If “Aladdin” wants to at least beat that, it’s going to have to inspire more positive reactions from audiences than its marketing campaign has. That challenge was apparent early-on with reaction to the sneak peek TV spot that aired during the Grammys in February; on Disney’s YouTube channel, the clip has received over 109,000 dislikes against 66,000 likes. More recently, a clip of Will Smith’s CGI-augmented portrayal of the Genie singing “Prince Ali” was similarly received.
Between this pre-release word of mouth and heavy competition, tracking for “Aladdin” is lower than those of past Disney remakes. One tracker is projecting a 4-day opening of around $80 million, while another is expecting far lower at $65 million. Disney is projecting an opening of $75-85 million.
An opening at that range would be notably lower than the $174 million opening for “Beauty and the Beast,” which opened to much less competition in March 2017. It would also be lower than the $103 million opening for “The Jungle Book,” which released in June 2016. But this is common for Disney in recent years, as Memorial Day has yielded weaker returns for installments of many of their franchises. The $78.5 million 4-day opening for “Pirates of the Caribbean: Dead Men Tell No Tales” in 2017 was the lowest domestic start for any “Pirates” sequel, and the $103 million 4-day launch for last year’s “Solo” led to that film becoming the lowest-grossing “Star Wars” release ever.
On the other hand, an $80 million opening would also be notably higher than other recent Memorial Day Disney films like “Tomorrowland” ($42.6 million) and “Alice Through The Looking Glass” ($33.5 million). And consider this: a 3-day opening for “Aladdin” of $60 million would be a higher opening than every non-Disney release in 2019 with the exception of the $71 million opening of “Us.” That’s how dominant Disney has been at the box office through the first half of the year.

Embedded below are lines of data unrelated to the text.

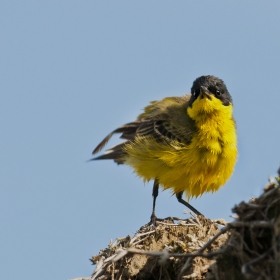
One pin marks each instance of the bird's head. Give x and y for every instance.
(209, 95)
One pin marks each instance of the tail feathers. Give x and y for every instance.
(128, 132)
(103, 143)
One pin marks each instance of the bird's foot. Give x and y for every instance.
(154, 220)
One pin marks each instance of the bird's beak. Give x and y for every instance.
(204, 92)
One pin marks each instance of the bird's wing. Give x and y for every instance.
(165, 120)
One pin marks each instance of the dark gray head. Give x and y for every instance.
(214, 85)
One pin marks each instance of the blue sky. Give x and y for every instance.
(72, 71)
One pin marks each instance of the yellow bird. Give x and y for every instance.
(187, 144)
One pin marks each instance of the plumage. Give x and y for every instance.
(185, 143)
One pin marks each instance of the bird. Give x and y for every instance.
(184, 143)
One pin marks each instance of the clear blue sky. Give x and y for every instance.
(72, 71)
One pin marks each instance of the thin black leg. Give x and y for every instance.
(181, 200)
(155, 194)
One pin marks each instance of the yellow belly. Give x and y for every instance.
(203, 166)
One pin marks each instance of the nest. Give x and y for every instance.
(199, 248)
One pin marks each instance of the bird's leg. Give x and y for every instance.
(155, 194)
(181, 200)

That’s in week one. Next week will see the release of “Rocketman,” an Elton John biopic musical that has received serious buzz from its Cannes premiere and could split off adult moviegoers looking for a fun, song-filled time at the movies. A week after that, “The Secret Life of Pets 2” could take another hit to “Aladdin” by splitting off family audiences. Audience reception scores will reveal whether “Aladdin” can show any lasting power in the face of such heavy competition.

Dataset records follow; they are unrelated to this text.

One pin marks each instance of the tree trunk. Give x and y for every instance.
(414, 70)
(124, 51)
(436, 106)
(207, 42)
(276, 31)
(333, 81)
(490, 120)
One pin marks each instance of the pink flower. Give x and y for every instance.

“Aladdin” is directed by Guy Ritchie and stars Smith, Mena Massoud, Naomi Scott, Marwan Kenzari, Navid Negahban, Nasim Pedrad, and Billy Magnussen. The film does not yet have a Rotten Tomatoes score, with review embargo dropping on Wednesday.

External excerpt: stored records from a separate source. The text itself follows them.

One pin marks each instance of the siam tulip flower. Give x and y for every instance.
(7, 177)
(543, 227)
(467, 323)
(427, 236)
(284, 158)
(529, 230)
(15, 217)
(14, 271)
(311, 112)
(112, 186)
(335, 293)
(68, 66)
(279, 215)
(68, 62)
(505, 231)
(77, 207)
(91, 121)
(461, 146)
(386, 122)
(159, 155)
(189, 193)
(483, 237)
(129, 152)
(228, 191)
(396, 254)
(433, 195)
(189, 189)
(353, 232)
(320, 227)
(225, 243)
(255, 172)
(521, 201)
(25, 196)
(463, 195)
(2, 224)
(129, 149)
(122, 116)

Also releasing this weekend is Olivia Wilde’s critically acclaimed directorial debut, “Booksmart.” Releasing on 2,500 screens from Annapurna and United Artists Releasing, the film is projected for a 4-day opening of around $12 million. The film stars Kaitlyn Dever and Beanie Feldstein as two studious high school friends on their way to graduation who decide to enjoy one night of the irresponsible teen antics that they held off on to get into a good college. The film has a 100% Rotten Tomatoes score with 72 reviews logged.
Finally there is Sony/Screen Gems horror/sci-fi film “Brightburn,” which stars Jackson A. Dunn as a superpowered boy who, like Superman, is a strange visitor from another world adopted and raised by farmers. Unlike Superman, the rise of Brandon’s powers also comes with a desire to destroy the world. The film is projected for a $12-16 million 4-day opening.
Elizabeth Banks and David Denman also star in the film, which is directed by David Yarovesky. “Guardians of the Galaxy” director James Gunn is producing, with his cousin Mark Gunn and brother Brian Gunn serving as screenwriters.